07 March 2010

cancer blog

The first page of Our Cancer Year is unusual. There is no dialog. The one man in the drawing looks disappointed. He is carrying bricks and his thinking cloud contains a dark cloud and lightning. Joyce’s brother Tod comes by her home. He hasn’t been in contact with her. Tod doesn’t have a job so Joyce’s husband Harvey offers Tod a lifting job after his surgery. Days later Harvey checks into the hospital for his surgery with Dr. Cantor. Hours after surgery, Dr. Cantor reveals to Joyce that he found a tumor in Harvey. He doesn’t explain to Joyce if “tumor mean the same as cancer”. Dr. Cantor doesn’t explain to Harvey about his condition. And the idea of being left by the doctor without an explanation makes Joyce furious. And again Dr. Cantor “leaves abruptly”. Harvey and Joyce look for comfort in their own way. Joyce finds comfort through a cancer hotline and Harvey finds his through will arrangements. Harvey’s CAT scan results are positive. “The cancer was encapsulated”. Harvey while on sick leave “decides to keep on moving, to keep busy”. During the process of moving, Harvey has a breakdown about his illness. He becomes violent and he throws bricks. At the moment of his breakdown the landlord unexpectedly comes to inspect the house. He doesn’t due to his respect for Harvey’s and Joyce’s privacy. At the new house, Joyce meets a female carpenter.

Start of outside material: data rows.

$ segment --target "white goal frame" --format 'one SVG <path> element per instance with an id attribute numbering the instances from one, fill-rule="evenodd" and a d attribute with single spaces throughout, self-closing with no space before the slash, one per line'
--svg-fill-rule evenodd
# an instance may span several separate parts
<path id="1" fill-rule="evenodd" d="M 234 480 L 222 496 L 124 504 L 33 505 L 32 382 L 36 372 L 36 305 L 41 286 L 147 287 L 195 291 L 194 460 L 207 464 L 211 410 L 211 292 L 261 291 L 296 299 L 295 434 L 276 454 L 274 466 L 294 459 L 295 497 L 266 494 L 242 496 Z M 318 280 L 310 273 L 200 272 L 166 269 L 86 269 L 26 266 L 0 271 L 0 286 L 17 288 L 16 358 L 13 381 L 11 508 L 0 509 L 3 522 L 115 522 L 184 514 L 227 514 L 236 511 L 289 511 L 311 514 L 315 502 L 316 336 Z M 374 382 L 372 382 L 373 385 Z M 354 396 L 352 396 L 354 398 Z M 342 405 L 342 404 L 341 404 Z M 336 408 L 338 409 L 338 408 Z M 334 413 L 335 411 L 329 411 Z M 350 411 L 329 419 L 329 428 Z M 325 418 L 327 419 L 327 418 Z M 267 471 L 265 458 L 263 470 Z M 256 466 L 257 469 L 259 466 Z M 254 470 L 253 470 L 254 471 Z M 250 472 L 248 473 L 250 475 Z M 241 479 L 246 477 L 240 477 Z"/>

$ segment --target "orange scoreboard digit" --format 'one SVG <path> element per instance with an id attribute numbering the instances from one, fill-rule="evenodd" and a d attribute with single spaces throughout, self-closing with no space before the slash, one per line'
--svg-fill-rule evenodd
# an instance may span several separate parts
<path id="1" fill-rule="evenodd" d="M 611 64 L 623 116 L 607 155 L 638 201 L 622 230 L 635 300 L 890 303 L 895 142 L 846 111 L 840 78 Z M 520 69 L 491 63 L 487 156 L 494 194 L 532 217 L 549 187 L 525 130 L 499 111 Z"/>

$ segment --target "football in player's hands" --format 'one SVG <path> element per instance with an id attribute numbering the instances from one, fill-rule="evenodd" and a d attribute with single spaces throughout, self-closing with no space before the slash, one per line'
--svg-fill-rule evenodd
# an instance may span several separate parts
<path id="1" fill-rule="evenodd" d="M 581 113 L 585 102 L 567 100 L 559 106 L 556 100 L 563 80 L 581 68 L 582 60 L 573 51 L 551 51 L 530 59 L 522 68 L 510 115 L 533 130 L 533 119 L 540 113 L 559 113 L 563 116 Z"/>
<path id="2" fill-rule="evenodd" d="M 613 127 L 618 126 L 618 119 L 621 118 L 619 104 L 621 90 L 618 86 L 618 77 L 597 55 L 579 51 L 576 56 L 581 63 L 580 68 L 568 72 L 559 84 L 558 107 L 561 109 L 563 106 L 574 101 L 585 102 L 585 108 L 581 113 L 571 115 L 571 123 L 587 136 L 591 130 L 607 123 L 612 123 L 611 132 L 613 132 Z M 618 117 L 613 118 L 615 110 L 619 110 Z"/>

They have a connection because the carpenter has a family history of cancer. The end of Our Cancer year appears sarcastically. The carpenter and Joyce portray an attitude that they don’t care about cancer because it can’t be stopped.
The comic made me have a personal reaction to it. I felt angry at the doctor because he showed that he didn’t care for Harvey and Joyce’s concerns. The pictures were very poorly drawn, I thought Joyce was a man. I think that people could get a moral meaning out o f this comic.

2 comments:

  1. Yeah...so wrong reading there, honeybun. On the bright side, you're ahead of the game if I assign a blog on this reading! On the downside, though, you still need to blog on the right text ;-)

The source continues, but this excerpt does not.